Sept. 28 (Bloomberg) -- Siemens AG, Europe’s biggest engineering company, is the preferred bidder for the power-plant construction unit Ansaldo Energia majority-owned by Finmeccanica SpA, according to people familiar with the process.
The two parties are negotiating a sales price, according to two people familiar with the process, who asked not to be identified because the talks are confidential. Finmeccanica General Manager Alessandro Pansa said on a conference call in May that the company is “at due diligence stage” with potential partners for the sale of stakes of its energy and transport units, adding that the goal is to sell them by the end of the year.
“If achieved, the deal would secure Siemens’ position in the exciting gas turbine market, and further lock out competitors such as Alstom,” said William Mackie, an analyst at Berenberg Bank. “We believe a deal priced around 1.3 billion euros ($1.7 billion) would be taken positively, and strengthening this segment would help Siemens to offset slower business in renewable energy.”
Finmeccanica shares rose as much as 4.9 percent to 3.84 euros in Milan today. They traded 3.6 percent higher at 3.79 euros at 10:26 a.m. for a market value of 2.2 billion euros. Siemens advanced 0.6 percent to 78.57 euros.
Finmeccanica tapped Banca IMI SpA and Deutsche Bank AG to advise it in recent days, the people said, while Siemens is working with Credit Suisse Group AG. Siemens may aim to buy the 45 percent held by U.S. private equity firm First Reserve Corp, one of the people said, asking not to be identified because the talks are confidential.
Finmeccanica, based in Rome, tried unsuccessfully to sell shares in Ansaldo Energia to the public in 2008, and last year sold a stake in the unit to First Reserve, a buyout firm that specializes in energy assets. Last year’s stake sale valued Ansaldo Energia at 1.23 billion euros. Finmeccanica Chief Executive Officer Giuseppe Orsi has targeted 1 billion euros in non-aerospace and defense asset sales to reduce 4.66 billion euros of debt.
Gas Turbine Deals
Ansaldo Energia was the fifth-largest maker of gas turbines by market share between 2006 and 2010, Nomura said in a report last year. General Electric Co. and Siemens lead the industry, and at an investor conference on May 23, Siemens Chief Executive Officer Peter Loescher singled out gas turbines as an area where the company may make further acquisitions.

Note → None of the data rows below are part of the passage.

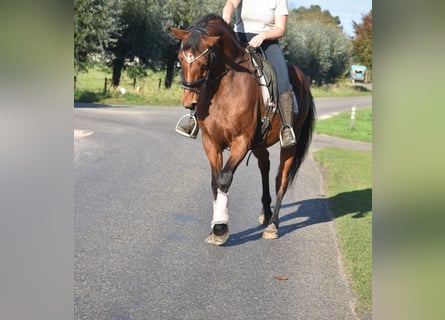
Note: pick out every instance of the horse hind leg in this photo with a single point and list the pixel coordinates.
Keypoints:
(287, 158)
(264, 165)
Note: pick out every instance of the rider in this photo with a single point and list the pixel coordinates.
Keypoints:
(260, 23)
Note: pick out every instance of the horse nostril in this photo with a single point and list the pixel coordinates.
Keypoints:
(191, 106)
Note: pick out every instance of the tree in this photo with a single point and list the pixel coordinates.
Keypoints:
(362, 43)
(315, 42)
(96, 27)
(141, 37)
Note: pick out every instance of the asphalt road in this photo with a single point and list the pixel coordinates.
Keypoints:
(143, 210)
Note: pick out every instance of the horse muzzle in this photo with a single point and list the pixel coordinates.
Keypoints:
(191, 106)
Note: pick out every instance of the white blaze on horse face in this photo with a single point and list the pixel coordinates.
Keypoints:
(220, 210)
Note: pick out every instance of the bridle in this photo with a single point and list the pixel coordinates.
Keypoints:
(197, 85)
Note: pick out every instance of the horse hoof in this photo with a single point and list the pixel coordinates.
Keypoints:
(271, 232)
(219, 234)
(217, 240)
(262, 218)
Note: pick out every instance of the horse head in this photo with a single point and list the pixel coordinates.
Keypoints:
(196, 56)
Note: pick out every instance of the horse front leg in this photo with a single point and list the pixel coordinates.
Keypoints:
(262, 156)
(222, 182)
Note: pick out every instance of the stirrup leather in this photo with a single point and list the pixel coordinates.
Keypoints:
(194, 131)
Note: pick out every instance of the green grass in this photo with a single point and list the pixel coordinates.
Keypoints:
(150, 90)
(343, 88)
(338, 126)
(349, 188)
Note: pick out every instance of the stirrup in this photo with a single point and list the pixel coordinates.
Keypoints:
(293, 142)
(179, 129)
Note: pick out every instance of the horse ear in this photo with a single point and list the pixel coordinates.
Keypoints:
(210, 41)
(178, 33)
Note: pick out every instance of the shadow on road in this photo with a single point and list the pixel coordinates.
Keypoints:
(310, 212)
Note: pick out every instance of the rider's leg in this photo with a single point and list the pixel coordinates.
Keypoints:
(286, 98)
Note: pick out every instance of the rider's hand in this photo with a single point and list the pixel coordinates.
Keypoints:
(257, 40)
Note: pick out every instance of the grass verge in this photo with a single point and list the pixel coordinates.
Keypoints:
(90, 87)
(338, 126)
(348, 179)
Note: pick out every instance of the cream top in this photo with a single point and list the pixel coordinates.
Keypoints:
(257, 16)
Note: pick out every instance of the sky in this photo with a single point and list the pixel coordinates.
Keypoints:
(346, 10)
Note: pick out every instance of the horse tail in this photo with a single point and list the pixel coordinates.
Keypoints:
(304, 139)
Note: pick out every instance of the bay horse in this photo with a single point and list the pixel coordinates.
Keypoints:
(221, 86)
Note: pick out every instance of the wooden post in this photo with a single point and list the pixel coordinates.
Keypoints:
(352, 121)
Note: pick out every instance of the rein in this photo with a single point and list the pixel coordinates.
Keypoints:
(198, 85)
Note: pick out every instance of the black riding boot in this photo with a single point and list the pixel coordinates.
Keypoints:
(287, 135)
(188, 126)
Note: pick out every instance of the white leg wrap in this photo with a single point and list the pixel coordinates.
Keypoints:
(220, 210)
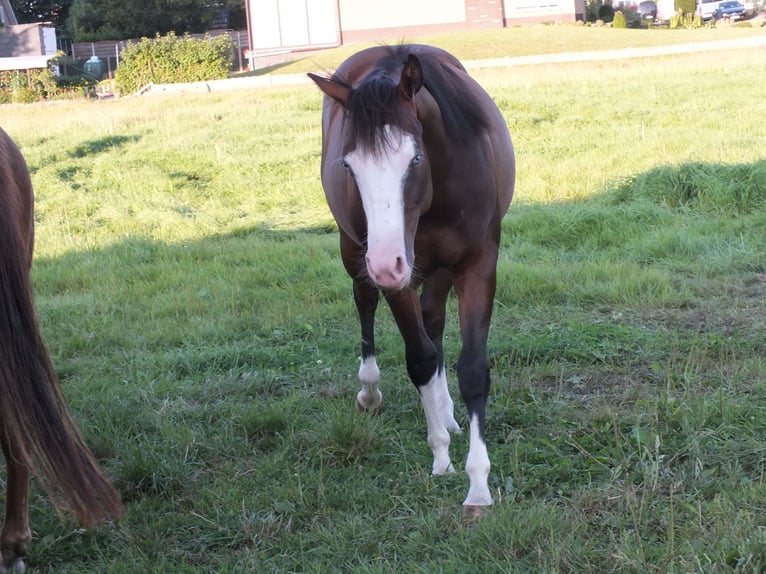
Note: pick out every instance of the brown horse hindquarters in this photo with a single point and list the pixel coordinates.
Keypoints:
(36, 431)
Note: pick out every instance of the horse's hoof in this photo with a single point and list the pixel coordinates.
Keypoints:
(18, 567)
(367, 404)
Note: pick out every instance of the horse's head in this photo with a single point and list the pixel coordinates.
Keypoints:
(384, 155)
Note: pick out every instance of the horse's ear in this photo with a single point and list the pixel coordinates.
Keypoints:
(336, 91)
(412, 77)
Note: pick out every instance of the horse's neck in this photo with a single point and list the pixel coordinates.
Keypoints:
(434, 133)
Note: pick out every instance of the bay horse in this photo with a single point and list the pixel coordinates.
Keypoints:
(418, 170)
(37, 433)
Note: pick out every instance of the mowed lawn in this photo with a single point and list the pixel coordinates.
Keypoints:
(200, 320)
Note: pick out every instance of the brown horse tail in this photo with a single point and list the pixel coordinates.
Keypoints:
(36, 423)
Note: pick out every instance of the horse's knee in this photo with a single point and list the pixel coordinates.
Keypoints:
(473, 379)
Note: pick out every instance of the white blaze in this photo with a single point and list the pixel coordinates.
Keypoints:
(380, 179)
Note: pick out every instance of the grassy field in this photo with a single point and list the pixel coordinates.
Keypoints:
(202, 325)
(526, 41)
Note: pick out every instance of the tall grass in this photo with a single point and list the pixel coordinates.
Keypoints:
(190, 291)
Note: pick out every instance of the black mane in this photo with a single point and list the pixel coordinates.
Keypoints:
(375, 102)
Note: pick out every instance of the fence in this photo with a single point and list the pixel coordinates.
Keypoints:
(109, 51)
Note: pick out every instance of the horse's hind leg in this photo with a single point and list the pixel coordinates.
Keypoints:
(433, 302)
(16, 535)
(476, 290)
(369, 397)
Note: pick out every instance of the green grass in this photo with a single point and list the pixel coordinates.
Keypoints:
(525, 41)
(191, 293)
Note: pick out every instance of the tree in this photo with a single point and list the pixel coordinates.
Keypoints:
(119, 20)
(28, 11)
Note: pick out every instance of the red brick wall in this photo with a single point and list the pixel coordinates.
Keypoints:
(484, 14)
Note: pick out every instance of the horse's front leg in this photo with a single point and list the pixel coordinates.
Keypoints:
(476, 291)
(427, 373)
(369, 397)
(16, 535)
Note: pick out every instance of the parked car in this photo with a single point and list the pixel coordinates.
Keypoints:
(730, 10)
(648, 11)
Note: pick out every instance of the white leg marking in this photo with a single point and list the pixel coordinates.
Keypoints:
(440, 419)
(477, 468)
(370, 397)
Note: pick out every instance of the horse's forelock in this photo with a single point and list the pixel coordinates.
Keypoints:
(372, 106)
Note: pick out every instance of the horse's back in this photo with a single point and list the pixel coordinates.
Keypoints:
(16, 195)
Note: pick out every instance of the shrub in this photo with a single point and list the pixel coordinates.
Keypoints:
(606, 13)
(169, 60)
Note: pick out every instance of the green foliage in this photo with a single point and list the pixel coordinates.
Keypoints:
(688, 21)
(606, 12)
(24, 87)
(54, 11)
(169, 59)
(685, 6)
(90, 20)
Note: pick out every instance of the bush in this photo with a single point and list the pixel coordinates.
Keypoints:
(170, 60)
(606, 13)
(24, 87)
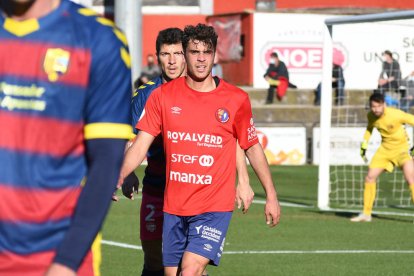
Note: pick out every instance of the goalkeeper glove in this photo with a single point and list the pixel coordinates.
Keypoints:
(130, 185)
(363, 150)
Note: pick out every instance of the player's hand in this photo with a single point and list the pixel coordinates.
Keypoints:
(244, 197)
(363, 150)
(130, 186)
(272, 212)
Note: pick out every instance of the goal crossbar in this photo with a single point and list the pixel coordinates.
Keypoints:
(326, 95)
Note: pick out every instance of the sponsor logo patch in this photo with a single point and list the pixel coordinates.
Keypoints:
(222, 115)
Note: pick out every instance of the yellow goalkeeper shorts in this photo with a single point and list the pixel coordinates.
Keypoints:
(388, 159)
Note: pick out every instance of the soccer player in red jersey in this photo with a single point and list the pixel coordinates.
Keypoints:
(201, 119)
(170, 56)
(65, 103)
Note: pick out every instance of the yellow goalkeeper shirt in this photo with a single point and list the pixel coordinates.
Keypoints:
(391, 127)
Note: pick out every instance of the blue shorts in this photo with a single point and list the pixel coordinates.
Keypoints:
(202, 234)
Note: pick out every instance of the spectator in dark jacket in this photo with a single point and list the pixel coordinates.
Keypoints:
(278, 77)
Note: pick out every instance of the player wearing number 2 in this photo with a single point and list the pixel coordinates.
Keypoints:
(200, 117)
(170, 56)
(392, 152)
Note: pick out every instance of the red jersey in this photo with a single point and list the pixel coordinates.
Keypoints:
(200, 131)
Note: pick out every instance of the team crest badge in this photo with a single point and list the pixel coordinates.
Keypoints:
(56, 63)
(222, 115)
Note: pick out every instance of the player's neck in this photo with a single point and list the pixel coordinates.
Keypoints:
(30, 10)
(205, 85)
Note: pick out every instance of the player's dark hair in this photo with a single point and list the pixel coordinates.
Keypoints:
(168, 36)
(202, 33)
(377, 97)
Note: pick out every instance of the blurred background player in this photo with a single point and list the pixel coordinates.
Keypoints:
(390, 76)
(150, 71)
(171, 58)
(277, 76)
(393, 151)
(64, 114)
(200, 192)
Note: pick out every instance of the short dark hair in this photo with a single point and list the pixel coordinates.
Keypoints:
(377, 97)
(168, 36)
(202, 33)
(387, 52)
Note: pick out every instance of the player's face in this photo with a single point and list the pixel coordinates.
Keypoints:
(171, 59)
(377, 108)
(200, 59)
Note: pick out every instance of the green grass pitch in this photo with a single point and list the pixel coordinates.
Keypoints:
(306, 242)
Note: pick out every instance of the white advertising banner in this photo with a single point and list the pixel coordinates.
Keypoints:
(298, 40)
(346, 143)
(283, 145)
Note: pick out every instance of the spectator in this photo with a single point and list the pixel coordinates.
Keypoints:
(407, 88)
(338, 83)
(150, 71)
(390, 76)
(277, 76)
(69, 127)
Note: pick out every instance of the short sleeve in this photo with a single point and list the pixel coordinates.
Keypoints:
(243, 125)
(151, 117)
(107, 108)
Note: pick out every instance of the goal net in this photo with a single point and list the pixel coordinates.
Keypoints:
(357, 43)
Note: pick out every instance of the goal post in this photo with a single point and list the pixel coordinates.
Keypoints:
(324, 173)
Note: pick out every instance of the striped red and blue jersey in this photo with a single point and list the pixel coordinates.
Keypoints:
(154, 177)
(64, 78)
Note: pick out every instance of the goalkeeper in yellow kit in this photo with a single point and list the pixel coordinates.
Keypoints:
(393, 151)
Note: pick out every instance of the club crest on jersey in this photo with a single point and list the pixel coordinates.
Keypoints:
(56, 63)
(222, 115)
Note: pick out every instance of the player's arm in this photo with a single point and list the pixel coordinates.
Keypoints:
(244, 192)
(103, 157)
(258, 161)
(364, 143)
(245, 131)
(407, 118)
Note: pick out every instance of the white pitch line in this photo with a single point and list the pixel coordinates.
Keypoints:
(123, 245)
(137, 247)
(322, 252)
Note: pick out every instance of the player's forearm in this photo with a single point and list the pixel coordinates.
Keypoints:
(367, 134)
(258, 161)
(242, 174)
(135, 154)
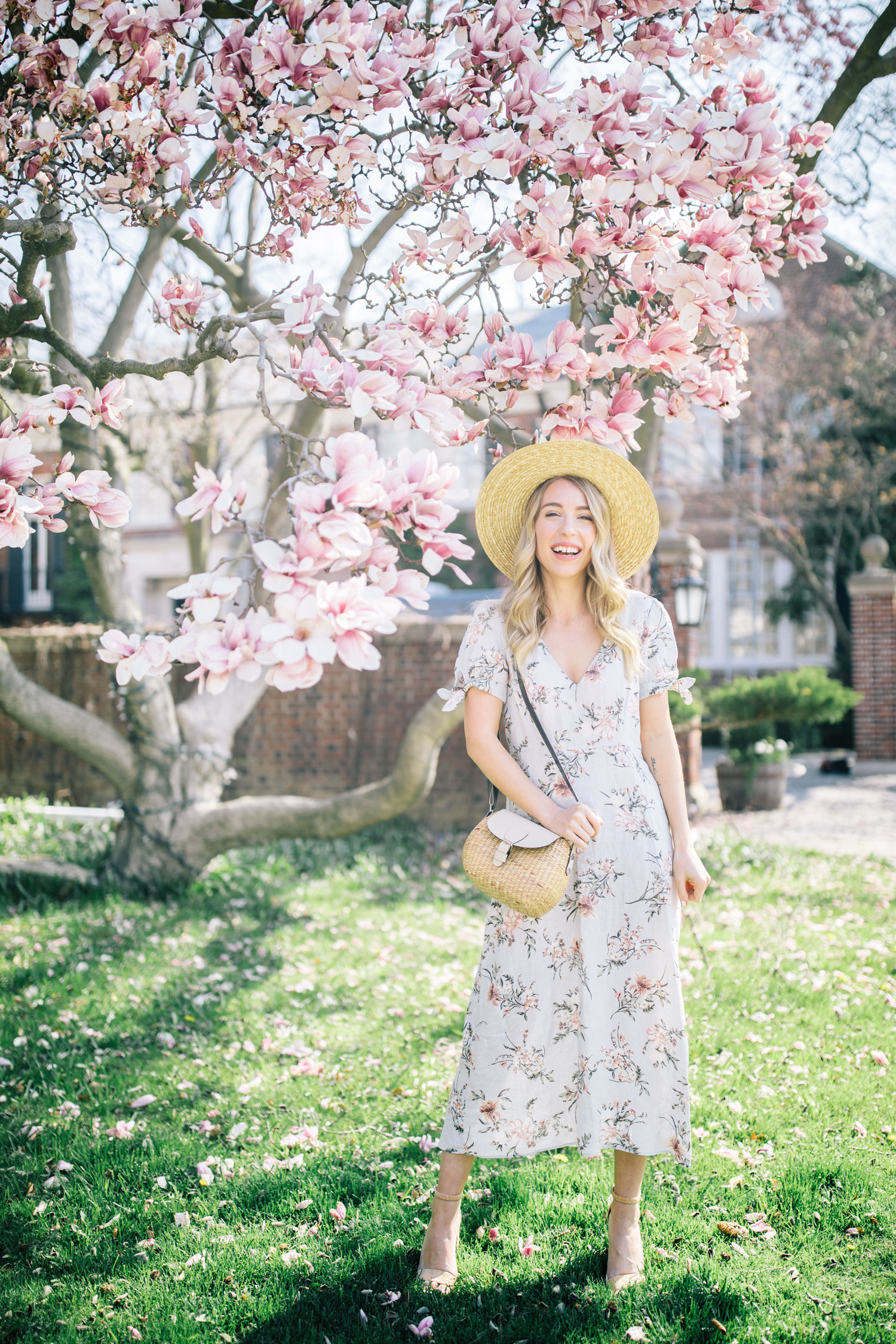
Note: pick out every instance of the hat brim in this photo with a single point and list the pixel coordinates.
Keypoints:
(500, 507)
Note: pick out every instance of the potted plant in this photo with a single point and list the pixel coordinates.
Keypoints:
(753, 775)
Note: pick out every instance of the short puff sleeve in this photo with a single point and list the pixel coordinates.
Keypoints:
(483, 660)
(659, 653)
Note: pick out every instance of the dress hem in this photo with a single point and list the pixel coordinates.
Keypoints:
(548, 1148)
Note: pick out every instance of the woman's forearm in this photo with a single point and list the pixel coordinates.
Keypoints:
(498, 765)
(660, 750)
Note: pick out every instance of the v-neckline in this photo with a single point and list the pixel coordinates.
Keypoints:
(564, 671)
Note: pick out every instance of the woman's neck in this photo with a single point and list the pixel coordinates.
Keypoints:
(564, 599)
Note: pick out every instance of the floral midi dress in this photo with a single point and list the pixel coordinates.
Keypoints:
(575, 1029)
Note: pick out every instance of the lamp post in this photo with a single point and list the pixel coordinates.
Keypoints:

Buying Ansaldo Energia may help Siemens fend off Asian rivals seeking to get a head start in the turbines business, analysts have said. Fossil power is among Siemens’s biggest and most profitable business units. “We will do our utmost not to allow anyone to take that position from us,´´ Roland Fischer, who heads the company’s fossil power business, said in an interview in January.
Siemens’s last major acquisition in fossil power dates back to 1998, when it bought Westinghouse Power Generation for $1.2 billion. The company also agreed in March to buy a subsea power-grid equipment maker for 470 million euros from Expro Holdings, underscoring Loescher’s focus on bolt-on acquisitions rather than transformational deals.
Siemens is facing opposition from Italian unions. The Italian unions Fiom, Fim-Cisl and Uilm said in a joint statement that they oppose a stake sale to Siemens, citing concerns about jobs.
The unions urged the Italian government to intervene ‘‘urgently” to keep the company in Italian hands. Italy’s Democratic Party also called for Cassa Depositi’s Fondo Strategico to intervene, according to a statement by Senator Roberta Pinotti. The Democratic Party is one of the three parties supporting Prime Minister Mario Monti’s government.
The Italian unions said that the 55 percent stake should be temporarily transferred to Italy state lender Cassa Depositi e Prestiti SpA. Though Siemens is the preferred bidder, Ansaldo Energia has received interest from other suitors as well, one of the people said.
Torsten Wolf, a spokesman for Siemens’s energy business, had no comment. Officials at First Reserve, Deutsche Bank and Banca IMI declined to comment.
Orsi told Italy’s Senate on Aug. 1 that the company was open to retaining part of its stake in Ansaldo Energia to keep jobs.